The drought that struck the United States in 2012 affected about 80 percent of agricultural land, making it the most extensive such weather event since the 1950s, according to the Agriculture Department (USDA). Consumers will feel the impact of last year's smaller harvests in the form of higher grocery prices this year. Yet the increases will be relatively modest - a half-percentage-point increase in food price inflation, according to USDA economic projections.

This is a tribute to the American farm sector's productivity. As such, it is also a reminder of how far-fetched the rationale for federal agricultural subsidies - the threat of food shortages - really is. The most recent invocation of this phantom came amid the drought, when congressional boosters of the subsidy-marbled 2012 farm bill tried, without success, to exploit the dry spell.

In fact, farmers were well-protected against the drought - at significant cost to taxpayers.
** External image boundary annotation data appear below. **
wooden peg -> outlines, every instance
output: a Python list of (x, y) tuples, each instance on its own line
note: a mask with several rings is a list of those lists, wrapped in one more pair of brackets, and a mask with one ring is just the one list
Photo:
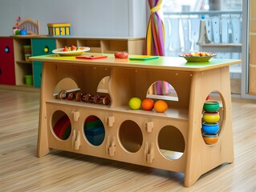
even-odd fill
[(81, 138), (80, 138), (80, 131), (79, 130), (77, 135), (75, 134), (75, 130), (73, 130), (73, 136), (72, 136), (72, 145), (73, 149), (79, 150), (81, 146)]
[(145, 142), (144, 150), (146, 162), (152, 163), (154, 159), (154, 143), (151, 142), (150, 146), (148, 142)]
[(116, 138), (113, 136), (112, 141), (109, 136), (107, 137), (106, 152), (109, 156), (114, 156), (116, 152)]
[(75, 150), (79, 150), (81, 145), (80, 131), (77, 133), (76, 138), (75, 140)]
[(79, 111), (72, 111), (72, 116), (73, 116), (74, 121), (77, 122), (80, 117), (80, 112)]
[(110, 116), (108, 118), (106, 117), (105, 121), (109, 126), (113, 126), (113, 124), (115, 122), (115, 117), (114, 116)]
[(146, 122), (146, 130), (148, 132), (148, 133), (151, 133), (152, 132), (152, 130), (154, 126), (154, 123), (153, 122)]

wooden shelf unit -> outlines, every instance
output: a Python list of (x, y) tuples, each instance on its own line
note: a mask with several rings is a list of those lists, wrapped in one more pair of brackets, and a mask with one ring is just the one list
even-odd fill
[[(71, 151), (185, 174), (184, 185), (192, 186), (201, 175), (225, 162), (233, 162), (233, 130), (230, 65), (239, 60), (211, 59), (209, 63), (187, 63), (181, 58), (160, 57), (148, 61), (108, 58), (58, 58), (55, 55), (32, 57), (43, 62), (38, 156), (51, 149)], [(56, 86), (67, 78), (81, 93), (95, 95), (101, 79), (109, 77), (111, 105), (56, 99)], [(170, 83), (178, 101), (166, 101), (165, 113), (132, 110), (132, 97), (144, 99), (156, 81)], [(71, 87), (75, 88), (75, 87)], [(223, 118), (219, 141), (205, 143), (201, 113), (207, 95), (217, 91), (222, 100)], [(71, 134), (59, 138), (53, 130), (60, 117), (71, 121)], [(86, 119), (96, 116), (104, 137), (98, 146), (88, 142)]]

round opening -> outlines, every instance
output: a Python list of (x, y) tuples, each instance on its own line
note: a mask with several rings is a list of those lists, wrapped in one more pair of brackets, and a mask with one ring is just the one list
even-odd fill
[(63, 111), (57, 110), (54, 113), (51, 118), (51, 127), (55, 135), (61, 140), (67, 140), (71, 135), (71, 123)]
[(100, 146), (105, 138), (105, 128), (101, 120), (91, 115), (85, 119), (83, 126), (84, 135), (93, 146)]
[(143, 142), (140, 126), (131, 120), (124, 121), (119, 130), (119, 138), (122, 146), (131, 153), (137, 152)]
[(158, 147), (165, 158), (171, 160), (180, 158), (185, 151), (181, 132), (173, 126), (163, 127), (158, 134)]

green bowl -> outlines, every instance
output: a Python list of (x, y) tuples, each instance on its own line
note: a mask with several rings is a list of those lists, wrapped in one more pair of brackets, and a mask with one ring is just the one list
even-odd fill
[(217, 111), (220, 109), (220, 102), (218, 101), (206, 101), (203, 109), (209, 113)]

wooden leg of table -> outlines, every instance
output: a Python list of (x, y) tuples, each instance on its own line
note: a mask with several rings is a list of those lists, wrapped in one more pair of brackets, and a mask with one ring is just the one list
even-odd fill
[[(218, 142), (205, 143), (201, 135), (201, 112), (206, 96), (219, 92), (223, 103), (223, 120)], [(229, 67), (193, 74), (189, 102), (187, 164), (184, 185), (191, 186), (203, 174), (234, 161), (231, 96)]]
[(40, 98), (40, 112), (39, 112), (39, 125), (38, 135), (38, 147), (37, 156), (42, 157), (50, 152), (48, 147), (48, 134), (47, 134), (47, 110), (46, 110), (46, 65), (43, 66), (42, 74), (42, 87), (41, 87), (41, 98)]

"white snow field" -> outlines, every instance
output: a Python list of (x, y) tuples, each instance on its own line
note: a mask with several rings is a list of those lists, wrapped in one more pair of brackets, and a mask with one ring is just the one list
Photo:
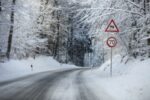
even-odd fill
[(107, 61), (100, 68), (85, 73), (85, 83), (102, 100), (107, 100), (108, 95), (111, 100), (150, 100), (150, 59), (130, 59), (127, 64), (125, 61), (121, 62), (121, 56), (115, 56), (112, 77), (110, 61)]
[[(33, 66), (33, 70), (31, 69), (31, 65)], [(10, 60), (5, 63), (0, 63), (0, 81), (68, 67), (72, 68), (76, 66), (60, 64), (52, 57), (47, 56), (39, 56), (36, 59), (28, 58), (25, 60)]]

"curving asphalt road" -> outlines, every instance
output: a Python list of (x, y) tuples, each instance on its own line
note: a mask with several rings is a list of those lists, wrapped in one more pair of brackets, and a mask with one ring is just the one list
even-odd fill
[(0, 100), (101, 100), (74, 68), (42, 72), (0, 83)]

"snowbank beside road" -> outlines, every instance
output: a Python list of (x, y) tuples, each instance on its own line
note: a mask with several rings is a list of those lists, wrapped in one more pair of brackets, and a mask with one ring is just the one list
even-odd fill
[(132, 59), (127, 64), (125, 61), (121, 62), (119, 55), (114, 57), (112, 77), (110, 61), (99, 69), (89, 71), (85, 74), (89, 76), (87, 81), (92, 81), (88, 85), (93, 92), (111, 96), (111, 100), (150, 100), (150, 59)]
[[(33, 71), (31, 65), (33, 66)], [(39, 56), (36, 59), (10, 60), (5, 63), (0, 63), (0, 81), (6, 81), (37, 72), (71, 67), (75, 66), (60, 64), (52, 57), (46, 56)]]

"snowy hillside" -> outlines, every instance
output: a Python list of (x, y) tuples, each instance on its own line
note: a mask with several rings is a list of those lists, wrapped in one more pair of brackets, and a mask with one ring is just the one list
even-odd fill
[[(94, 92), (107, 93), (106, 97), (109, 94), (112, 100), (149, 100), (150, 59), (144, 61), (130, 59), (127, 64), (125, 61), (121, 62), (119, 55), (113, 58), (112, 77), (110, 77), (110, 61), (98, 69), (87, 72), (85, 76), (89, 77), (86, 81), (92, 80), (88, 85)], [(105, 100), (104, 94), (100, 96)]]
[[(31, 68), (33, 66), (33, 69)], [(0, 63), (0, 81), (55, 69), (72, 68), (74, 65), (60, 64), (52, 57), (40, 56), (36, 59), (10, 60)]]

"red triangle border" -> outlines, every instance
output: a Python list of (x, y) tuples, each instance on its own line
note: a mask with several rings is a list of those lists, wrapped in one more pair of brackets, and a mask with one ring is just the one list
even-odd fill
[[(109, 26), (110, 26), (111, 23), (113, 23), (115, 25), (115, 27), (116, 27), (117, 30), (108, 30), (108, 28), (109, 28)], [(110, 23), (107, 26), (105, 32), (119, 32), (119, 28), (117, 27), (117, 25), (116, 25), (116, 23), (115, 23), (115, 21), (113, 19), (110, 21)]]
The vast majority of U.S. farmland is covered by crop insurance, which is heavily subsidized by the government. Washington pays 62 percent of farmers' premiums - at a cost of $7 billion for the 2012 crop year. It reimburses administrative costs for the 15 insurance companies that sell the policies, to the tune of $1.4 billion in 2012, and also protects the companies against financial loss.
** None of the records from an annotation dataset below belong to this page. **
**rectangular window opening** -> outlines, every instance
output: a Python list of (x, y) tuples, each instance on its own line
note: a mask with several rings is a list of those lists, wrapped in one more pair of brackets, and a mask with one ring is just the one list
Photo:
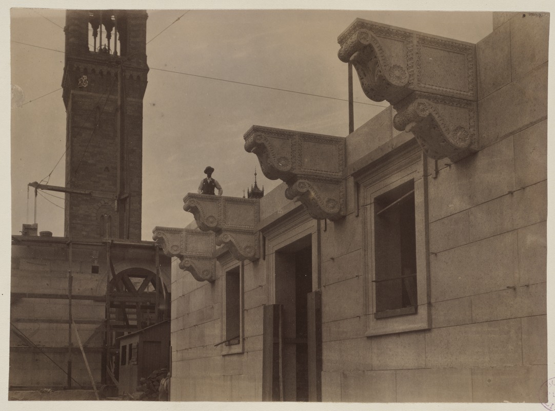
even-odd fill
[(225, 345), (239, 343), (241, 333), (240, 268), (225, 272)]
[(122, 365), (125, 365), (125, 358), (127, 356), (127, 346), (122, 346), (122, 352), (120, 353), (120, 364)]
[(374, 199), (375, 318), (415, 314), (414, 180)]

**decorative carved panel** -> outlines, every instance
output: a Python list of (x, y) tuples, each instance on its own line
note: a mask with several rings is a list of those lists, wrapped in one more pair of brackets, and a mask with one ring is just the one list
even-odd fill
[(198, 230), (156, 227), (152, 239), (169, 257), (179, 259), (179, 268), (190, 273), (197, 281), (215, 280), (215, 249), (213, 233)]
[(240, 261), (259, 258), (259, 235), (254, 230), (260, 219), (258, 199), (189, 193), (183, 202), (199, 229), (215, 233), (217, 245), (226, 245)]
[(476, 46), (357, 19), (339, 36), (369, 98), (397, 110), (432, 159), (456, 161), (478, 150)]
[(300, 201), (315, 219), (345, 216), (344, 138), (253, 126), (244, 139), (264, 175), (289, 186), (287, 199)]

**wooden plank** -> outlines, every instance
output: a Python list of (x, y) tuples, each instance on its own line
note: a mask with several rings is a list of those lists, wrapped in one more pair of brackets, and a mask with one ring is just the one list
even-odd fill
[[(40, 323), (42, 324), (68, 324), (67, 318), (12, 318), (14, 323)], [(75, 324), (99, 324), (102, 320), (74, 320)]]
[(322, 295), (307, 295), (308, 320), (309, 401), (322, 400)]
[(279, 359), (278, 367), (279, 368), (279, 400), (283, 401), (283, 318), (282, 310), (281, 306), (278, 306), (278, 344)]
[(273, 400), (274, 316), (275, 304), (264, 306), (262, 338), (262, 400)]
[(83, 359), (85, 362), (85, 367), (87, 367), (87, 372), (89, 373), (89, 377), (90, 378), (90, 383), (93, 384), (93, 389), (94, 390), (94, 395), (98, 400), (100, 400), (98, 397), (98, 392), (97, 391), (97, 386), (94, 384), (94, 378), (93, 377), (93, 373), (90, 372), (90, 368), (89, 367), (89, 362), (87, 360), (87, 355), (85, 354), (85, 350), (83, 349), (83, 345), (81, 344), (81, 339), (79, 336), (79, 333), (77, 331), (77, 326), (75, 323), (72, 321), (72, 325), (73, 326), (73, 331), (75, 331), (75, 337), (77, 339), (77, 343), (79, 344), (79, 348), (81, 350), (81, 354), (83, 354)]
[[(40, 298), (52, 300), (67, 300), (69, 298), (68, 294), (48, 294), (47, 293), (12, 293), (12, 299), (19, 298)], [(93, 295), (88, 294), (72, 294), (72, 300), (89, 300), (104, 302), (106, 301), (105, 295)]]
[(94, 331), (93, 331), (93, 333), (90, 334), (90, 336), (89, 336), (88, 339), (87, 339), (87, 341), (85, 341), (85, 343), (83, 344), (83, 346), (86, 348), (90, 343), (90, 341), (93, 340), (93, 339), (94, 338), (94, 337), (97, 335), (97, 334), (98, 334), (100, 331), (104, 331), (105, 329), (106, 329), (106, 321), (105, 320), (102, 322), (102, 324), (100, 324), (98, 327), (94, 329)]
[[(136, 330), (135, 330), (136, 331)], [(102, 353), (105, 350), (104, 347), (83, 347), (85, 353)], [(68, 348), (62, 347), (34, 347), (34, 346), (11, 346), (11, 353), (67, 353)], [(79, 347), (72, 347), (72, 353), (79, 353), (80, 350)], [(64, 370), (65, 372), (65, 370)]]
[(119, 390), (119, 383), (118, 382), (118, 380), (115, 379), (115, 376), (114, 375), (114, 373), (112, 372), (112, 370), (110, 370), (110, 368), (108, 368), (108, 365), (106, 366), (106, 373), (108, 374), (108, 376), (110, 377), (110, 379), (111, 379), (113, 382), (114, 384), (115, 384), (115, 386), (118, 388), (118, 389)]

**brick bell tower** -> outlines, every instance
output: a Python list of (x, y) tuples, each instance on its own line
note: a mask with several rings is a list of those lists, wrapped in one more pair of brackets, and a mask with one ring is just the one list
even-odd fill
[(140, 240), (147, 17), (66, 12), (65, 236)]

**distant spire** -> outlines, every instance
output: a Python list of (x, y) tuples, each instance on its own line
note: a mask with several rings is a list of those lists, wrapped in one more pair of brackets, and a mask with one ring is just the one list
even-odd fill
[(254, 185), (251, 186), (250, 190), (247, 189), (247, 196), (249, 199), (261, 199), (264, 196), (264, 187), (260, 190), (256, 184), (256, 166), (254, 166)]

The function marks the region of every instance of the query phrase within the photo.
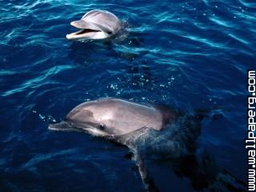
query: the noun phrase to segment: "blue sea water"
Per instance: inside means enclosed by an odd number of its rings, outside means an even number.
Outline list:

To be specific, the USDA announced Tuesday that the federal crop insurance program has paid $11.4 billion to cover 2012 farm losses so far. U.S. farmers could end up claiming $3.85 for every dollar in premiums, according to Kansas State University economist Art Barnaby. This, in a year when low interest rates have boosted the value of farmland and farmers overall earned $114 billion in net income, the second-highest total in the past three decades.

The government's total cost for crop insurance could hit nearly $16 billion for 2012, an all-time record. Over the past decade, the program has cost $59.5 billion. Arguably, the existence of such lavish taxpayer protection magnified the losses from last year's drought and other previous weather events, by inducing farmers to plant marginal acreage in the first place and reducing their incentive to set aside previous years' earnings as a hedge. In addition to promoting excessive risk-taking, it favors big corporate farms over small family farms. The more crops you grow, the more premium support you get (up to a maximum subsidy rate of 80 percent).
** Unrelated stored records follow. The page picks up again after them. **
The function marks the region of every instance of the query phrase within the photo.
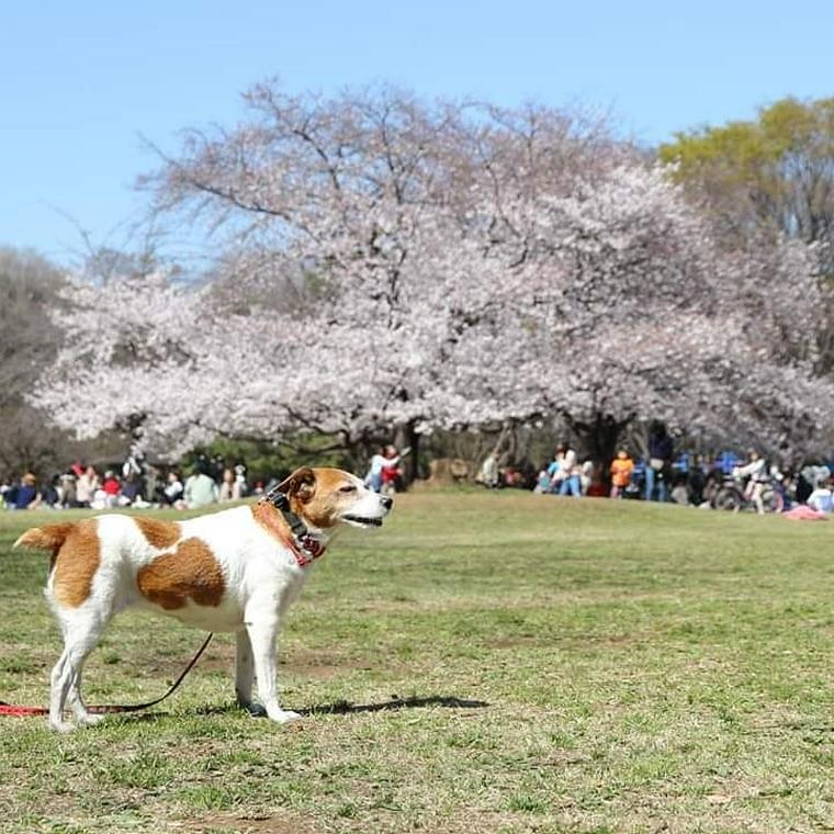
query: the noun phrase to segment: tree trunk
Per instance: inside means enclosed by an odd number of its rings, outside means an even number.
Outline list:
[[[403,480],[410,484],[419,475],[418,455],[419,455],[420,436],[415,430],[414,422],[401,424],[394,432],[394,446],[402,452],[404,449],[410,449],[406,458],[403,459],[402,470]]]
[[[630,420],[618,422],[609,415],[597,414],[593,422],[570,421],[577,439],[579,460],[589,458],[601,482],[611,485],[611,461],[617,454],[617,443]]]

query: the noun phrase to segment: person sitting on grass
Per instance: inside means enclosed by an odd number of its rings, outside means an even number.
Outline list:
[[[20,486],[10,492],[14,493],[10,505],[12,509],[37,509],[41,506],[37,477],[33,472],[26,472],[20,481]]]
[[[624,449],[617,452],[611,461],[611,497],[622,498],[626,487],[631,483],[631,474],[634,472],[634,461]]]

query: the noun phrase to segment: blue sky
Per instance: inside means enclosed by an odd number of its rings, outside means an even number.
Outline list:
[[[24,3],[0,11],[0,245],[69,261],[74,218],[123,246],[177,132],[244,115],[239,93],[390,81],[611,110],[656,144],[784,95],[834,94],[834,3],[700,0],[375,2],[146,0]]]

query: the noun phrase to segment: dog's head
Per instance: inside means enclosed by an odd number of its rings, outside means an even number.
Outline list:
[[[356,475],[337,469],[303,466],[279,489],[290,499],[293,512],[319,530],[341,522],[380,527],[394,503],[369,489]]]

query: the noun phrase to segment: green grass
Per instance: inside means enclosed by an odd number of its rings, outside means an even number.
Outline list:
[[[45,514],[0,516],[0,699],[58,653]],[[54,516],[48,516],[54,519]],[[834,830],[834,525],[526,494],[402,496],[346,532],[281,638],[279,728],[222,635],[156,711],[69,736],[0,719],[2,831]],[[90,702],[164,690],[201,642],[117,618]]]

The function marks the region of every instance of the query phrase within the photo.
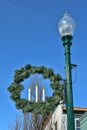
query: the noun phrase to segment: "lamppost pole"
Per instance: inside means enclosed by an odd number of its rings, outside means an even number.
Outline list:
[[[73,39],[75,24],[68,13],[59,22],[59,32],[62,35],[63,46],[65,47],[65,70],[66,70],[66,109],[67,109],[67,130],[75,130],[73,112],[73,93],[72,93],[72,66],[70,46]]]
In short, federally backed crop insurance has long since evolved into yet another form of corporate welfare, whose direct costs and perverse unintended consequences outweigh its purported public benefits. The 2012 farm bill would have compounded the error by expanding crop insurance to cover almost all farmers' losses from price fluctuations as well as natural disasters. The bill's failure affords lawmakers an opportunity to reform this increasingly wasteful program, and they should take it.